Fédor accomplit sa visite charitable dans chaque salle. Il écouta les lamentations de ceux qui souffraient…

Il leur répéta que le rêve d’exister aura un bel éveil et que les courtes minutes pendant lesquelles on s’agite tant pour être heureux ne valent pas la peine de se créer pareil souci. Il ordonna aux surveillants d’accorder tout le bien-être possible aux pensionnaires, de donner sans calcul ce qui pouvait amener plus de joie.
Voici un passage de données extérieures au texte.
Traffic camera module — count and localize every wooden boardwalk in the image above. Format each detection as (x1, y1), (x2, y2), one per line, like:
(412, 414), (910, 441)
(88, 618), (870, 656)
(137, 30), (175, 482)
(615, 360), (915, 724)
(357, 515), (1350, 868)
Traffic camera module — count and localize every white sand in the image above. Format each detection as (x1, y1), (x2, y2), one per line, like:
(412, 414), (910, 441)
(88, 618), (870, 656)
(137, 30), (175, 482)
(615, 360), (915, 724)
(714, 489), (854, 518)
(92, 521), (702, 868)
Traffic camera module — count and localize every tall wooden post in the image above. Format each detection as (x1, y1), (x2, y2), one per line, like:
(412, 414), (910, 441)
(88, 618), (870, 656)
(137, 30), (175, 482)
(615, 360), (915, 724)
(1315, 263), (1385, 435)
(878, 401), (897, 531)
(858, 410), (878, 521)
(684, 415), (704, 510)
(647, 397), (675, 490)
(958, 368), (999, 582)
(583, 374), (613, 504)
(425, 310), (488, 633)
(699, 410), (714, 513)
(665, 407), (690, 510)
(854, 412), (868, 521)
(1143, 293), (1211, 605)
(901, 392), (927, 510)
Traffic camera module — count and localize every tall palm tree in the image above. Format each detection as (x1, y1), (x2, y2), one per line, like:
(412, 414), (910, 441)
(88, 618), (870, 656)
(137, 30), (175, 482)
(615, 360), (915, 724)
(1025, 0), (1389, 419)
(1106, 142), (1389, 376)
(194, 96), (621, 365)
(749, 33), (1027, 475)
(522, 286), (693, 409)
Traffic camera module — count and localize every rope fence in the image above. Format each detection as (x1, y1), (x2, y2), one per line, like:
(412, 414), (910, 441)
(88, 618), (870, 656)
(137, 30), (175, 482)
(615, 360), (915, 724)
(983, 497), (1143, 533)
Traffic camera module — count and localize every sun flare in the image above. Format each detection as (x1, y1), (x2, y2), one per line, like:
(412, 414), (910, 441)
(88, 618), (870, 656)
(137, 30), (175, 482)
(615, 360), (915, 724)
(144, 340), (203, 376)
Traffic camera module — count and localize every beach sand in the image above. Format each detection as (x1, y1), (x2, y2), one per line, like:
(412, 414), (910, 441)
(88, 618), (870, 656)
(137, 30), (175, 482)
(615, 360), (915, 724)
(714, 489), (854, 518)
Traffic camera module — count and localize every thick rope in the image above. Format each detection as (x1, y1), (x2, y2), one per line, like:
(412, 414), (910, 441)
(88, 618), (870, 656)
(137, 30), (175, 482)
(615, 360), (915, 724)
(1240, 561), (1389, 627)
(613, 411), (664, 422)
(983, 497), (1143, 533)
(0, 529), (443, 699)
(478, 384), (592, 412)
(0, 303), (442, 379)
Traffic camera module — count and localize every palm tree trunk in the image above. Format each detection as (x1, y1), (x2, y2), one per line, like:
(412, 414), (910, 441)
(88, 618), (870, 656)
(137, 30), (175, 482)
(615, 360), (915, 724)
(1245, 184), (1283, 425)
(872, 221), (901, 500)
Il voulut qu’on offrît à ses protégés des fêtes, des promenades en voiture, des comédies, des concerts ; en un mot, il voulut, selon l’étendue de ses forces, remédier à ce mauvais sort dont tant d’êtres sont victimes on ne sait pourquoi.

Fédor essayait de réparer, d’atténuer, d’adoucir, de rendre les journées plus faciles à passer, le cœur plus léger, d’ôter du monde, autant qu’il le pouvait, de la douleur.


DEUXIÈME PARTIE

La Revenante


I

EN AUVERGNE

Au milieu du cratère de la Nugère, au-dessus de Volvic, en Auvergne, sur le pré ras tout panaché de fleurettes et autour d’une nappe couverte d’un confortable lunch, se trouvait réunie une petite société de touristes, venus en excursion d’une station thermale voisine.

C’étaient la marquise de Montflor, son fils Jean, sa fille Yolande, le fiancé de celle-ci, Paul Karakine, et un de ses amis, Georges Iraschko, qui les avait amenés tous dans son automobile, une superbe quarante chevaux.

— Je suis en rupture de traitement, dit la marquise avec un sourire, tout en portant une coupe de champagne à ses lèvres.

— Bah ! pour une fois, chère madame, répondit Paul ; on ne boit pas tous les jours en l’honneur des fiançailles de sa fille, sur un volcan.

— Éteint… ajouta Yolande.

— Mais bien capable de se rallumer aux feux de l’amour, rallia Georges affectueusement.

— Oh ! un volcan d’Auvergne ! mort depuis des siècles, reprit Jean. Ça doit dormir pour l’éternité.

— Il ne faut se fier à personne, dit gravement Mme de Montflor, à plus forte raison aux fées et aux génies qui hantent ces lieux.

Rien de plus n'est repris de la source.